An array is a container object that can contain many values of one data type. Arrays are very useful objects and are indispensable for certain types of programming. The purpose of this chapter is to describe how arrays are defined and used in the S-Lang language.
The S-Lang language supports multi-dimensional arrays of all data
types. Since the Array_Type
is a data type, one can even
have arrays of arrays. To create a multi-dimensional array of
SomeType use the syntax
SomeType [dim0, dim1, ..., dimN]
Here dim0, dim1, ... dimN specify the size of
the individual dimensions of the array. The current implementation
permits arrays consist of up to 7
dimensions. When a
numeric array is created, all its elements are initialized to zero.
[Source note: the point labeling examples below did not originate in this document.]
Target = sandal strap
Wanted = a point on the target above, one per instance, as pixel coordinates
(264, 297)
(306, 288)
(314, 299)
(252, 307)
The initialization of other array types depend upon the data type,
e.g., String_Type
and Struct_Type
arrays are
initialized to NULL
.
As a concrete example, consider
a = Integer_Type [10];
which creates a one-dimensional array of 10
integers and
assigns it to a
.
Similarly,
b = Double_Type [10, 3];
creates a 30
element array of double precision numbers
arranged in 10
rows and 3
columns, and assigns it to
b
.
There is a more convenient syntax for creating and initializing a
1-d arrays. For example, to create an array of ten
integers whose elements run from 1
through 10
, one
may simply use:
a = [1, 2, 3, 4, 5, 6, 7, 8, 9, 10];
Similarly,
b = [1.0, 2.0, 3.0, 4.0, 5.0, 6.0, 7.0, 8.0, 9.0, 10.0];
specifies an array of ten doubles.
An even more compact way of specifying a numeric array is to use a range-array. For example,
a = [0:9];
specifies an array of 10 integers whose elements range from 0
through 9
. The most general form of a range array is
[first-value : last-value : increment]
where the increment is optional and defaults to 1
. This
creates an array whose first element is first-value and whose
successive values differ by increment. last-value sets
an upper limit upon the last value of the array as described below.
If the range array [a:b:c]
is integer valued, then the
interval specified by a
and b
is closed. That is, the
kth element of the array x_k is given by x_k=a+ck and
must satisfy a<=x_k<=b. Hence, the number of elements in an
integer range array is given by the expression 1 + (b-a)/c.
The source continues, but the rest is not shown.